No one could doubt that Andrew Weir’s Canberra systems integrator has had a successful year, nearly trebling in revenue from 2015. But Weir says that were it not for missing out on a few panels, Correct Communications could have blown even that impressive figure out of the water.
With 2015-16 revenue of $9.75 million, up from $3.47 million in 2014-15, Correct Communications recorded more than 180 percent growth. What frustrates Weir is that government procurement rules lock him out of so much more opportunity. Weir believes government preferred supplier panels are a concern for fast-growing partners such as those in the CRN Fast50 because they are long-lived and don’t keep pace with emergent entrants.
“Panels make it very hard for a small company who isn’t on the panel to transact with government agencies,” says Weir. “We didn’t make the Department of Finance ICT commercial off-the-shelf panel four-and-a-half years ago and most of government uses it, so we have to work out how to transact with agencies if we’re not on that panel.
“There are times when I’ve had multimillion-dollar deals and had deal registration with the vendor and I haven’t been able to sell; it’s gone to a multinational vendor.”
But Weir is confident new panels around the corner will empower him to bid on new business.
“We met with [Australian government first assistant secretary for technology and procurement] John Sheridan and he was very sympathetic to our cause. He recognised the issues we had,” he says. “Panels would be OK if there was the ability to join them mid-session and John assured me that’s being addressed with the replacement panels. A refreshing of panels every 12 months [would be preferable] instead of waiting for it to die.”
Correct Communications has a burgeoning business reselling Dicker Data-supplied Cisco network and unified communications hardware and services, mostly to government agencies and mid-market private enterprises.
Weir says that while getting and keeping Cisco certification is expensive, it’s well worth it for the opportunities it brings in.
“We don’t believe any other collaboration solution in the market has anywhere near the capabilities or manageability of Cisco. They’re far and away the best in that space. We only sell Cisco video and voice and that’s a large proportion of what we sell,” says Weir.
Not that Weir wants to be known as a Cisco kid only, because Palo Alto Networks “has been a big win for us”, he says.

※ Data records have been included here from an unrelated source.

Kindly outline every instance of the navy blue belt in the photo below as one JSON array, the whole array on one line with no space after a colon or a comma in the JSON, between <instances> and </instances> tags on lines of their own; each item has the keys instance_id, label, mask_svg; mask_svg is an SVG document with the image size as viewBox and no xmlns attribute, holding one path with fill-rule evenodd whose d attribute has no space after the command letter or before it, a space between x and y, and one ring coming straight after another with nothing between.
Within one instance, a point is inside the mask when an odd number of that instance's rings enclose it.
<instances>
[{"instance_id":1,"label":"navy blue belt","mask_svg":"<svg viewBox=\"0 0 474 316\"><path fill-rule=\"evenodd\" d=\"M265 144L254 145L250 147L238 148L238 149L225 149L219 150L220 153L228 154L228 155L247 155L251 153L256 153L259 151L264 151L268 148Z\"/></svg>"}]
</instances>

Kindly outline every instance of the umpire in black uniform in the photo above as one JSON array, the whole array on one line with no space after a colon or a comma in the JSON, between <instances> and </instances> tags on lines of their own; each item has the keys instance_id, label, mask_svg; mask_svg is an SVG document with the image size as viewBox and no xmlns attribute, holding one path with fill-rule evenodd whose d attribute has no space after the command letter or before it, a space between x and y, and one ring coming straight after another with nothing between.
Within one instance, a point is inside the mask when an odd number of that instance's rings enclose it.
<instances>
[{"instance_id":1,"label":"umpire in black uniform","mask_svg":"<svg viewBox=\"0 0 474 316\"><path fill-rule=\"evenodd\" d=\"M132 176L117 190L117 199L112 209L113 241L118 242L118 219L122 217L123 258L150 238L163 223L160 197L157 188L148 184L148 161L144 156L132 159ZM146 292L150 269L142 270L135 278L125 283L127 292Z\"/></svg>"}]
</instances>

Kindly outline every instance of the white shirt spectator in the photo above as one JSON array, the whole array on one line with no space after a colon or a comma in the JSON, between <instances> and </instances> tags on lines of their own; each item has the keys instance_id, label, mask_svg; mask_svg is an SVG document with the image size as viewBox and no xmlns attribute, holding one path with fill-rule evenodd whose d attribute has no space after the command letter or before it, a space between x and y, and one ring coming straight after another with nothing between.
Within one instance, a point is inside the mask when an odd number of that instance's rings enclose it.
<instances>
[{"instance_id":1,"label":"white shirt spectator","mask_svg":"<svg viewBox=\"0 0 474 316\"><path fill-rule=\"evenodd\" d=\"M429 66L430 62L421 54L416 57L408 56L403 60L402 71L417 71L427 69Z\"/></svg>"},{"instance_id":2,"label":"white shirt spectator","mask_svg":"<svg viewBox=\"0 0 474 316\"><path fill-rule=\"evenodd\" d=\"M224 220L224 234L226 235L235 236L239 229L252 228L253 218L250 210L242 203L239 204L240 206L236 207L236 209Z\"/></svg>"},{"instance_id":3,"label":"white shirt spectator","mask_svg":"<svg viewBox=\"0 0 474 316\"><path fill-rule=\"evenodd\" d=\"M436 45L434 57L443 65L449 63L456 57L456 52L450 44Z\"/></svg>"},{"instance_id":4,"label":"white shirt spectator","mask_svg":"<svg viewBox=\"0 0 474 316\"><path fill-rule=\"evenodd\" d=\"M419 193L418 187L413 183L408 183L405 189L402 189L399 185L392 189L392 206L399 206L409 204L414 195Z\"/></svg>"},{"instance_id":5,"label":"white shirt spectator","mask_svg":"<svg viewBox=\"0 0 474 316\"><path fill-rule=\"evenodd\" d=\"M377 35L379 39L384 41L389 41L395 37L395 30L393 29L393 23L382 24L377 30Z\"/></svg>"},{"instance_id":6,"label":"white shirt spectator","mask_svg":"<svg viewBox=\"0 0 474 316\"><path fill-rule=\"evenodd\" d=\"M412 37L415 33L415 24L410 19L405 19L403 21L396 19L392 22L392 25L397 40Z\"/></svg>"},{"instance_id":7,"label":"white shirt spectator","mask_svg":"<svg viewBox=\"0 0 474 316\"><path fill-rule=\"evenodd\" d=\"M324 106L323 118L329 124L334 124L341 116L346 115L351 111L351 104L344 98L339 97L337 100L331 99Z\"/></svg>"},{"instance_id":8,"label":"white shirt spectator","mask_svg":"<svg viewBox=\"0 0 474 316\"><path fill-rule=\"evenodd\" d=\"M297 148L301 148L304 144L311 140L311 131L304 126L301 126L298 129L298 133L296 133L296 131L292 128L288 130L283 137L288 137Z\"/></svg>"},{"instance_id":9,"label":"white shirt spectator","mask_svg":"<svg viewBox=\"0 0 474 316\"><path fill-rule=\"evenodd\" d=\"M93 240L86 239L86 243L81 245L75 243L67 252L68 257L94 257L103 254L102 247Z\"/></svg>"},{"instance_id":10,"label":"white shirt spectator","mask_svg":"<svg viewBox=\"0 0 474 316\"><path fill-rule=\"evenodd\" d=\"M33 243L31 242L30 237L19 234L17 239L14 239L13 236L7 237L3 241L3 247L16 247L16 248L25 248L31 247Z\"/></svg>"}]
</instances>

“We try to go best-of-breed and these are usually the two best options. And we invest a lot in training and certification for my guys so they’re all very highly certified and trained in the vendors we sell. We don’t sell just anything, we only sell what we’re trained in and we don’t need a lot of vendor interaction to get jobs done.”
Correct Communications is pivoting on its heritage as a physical networking company to provide virtualised networking services using VMware’s NSX network virtualisation platform for software-defined data centres: “We hold an advantage over traditional VMware partners,” says Weir.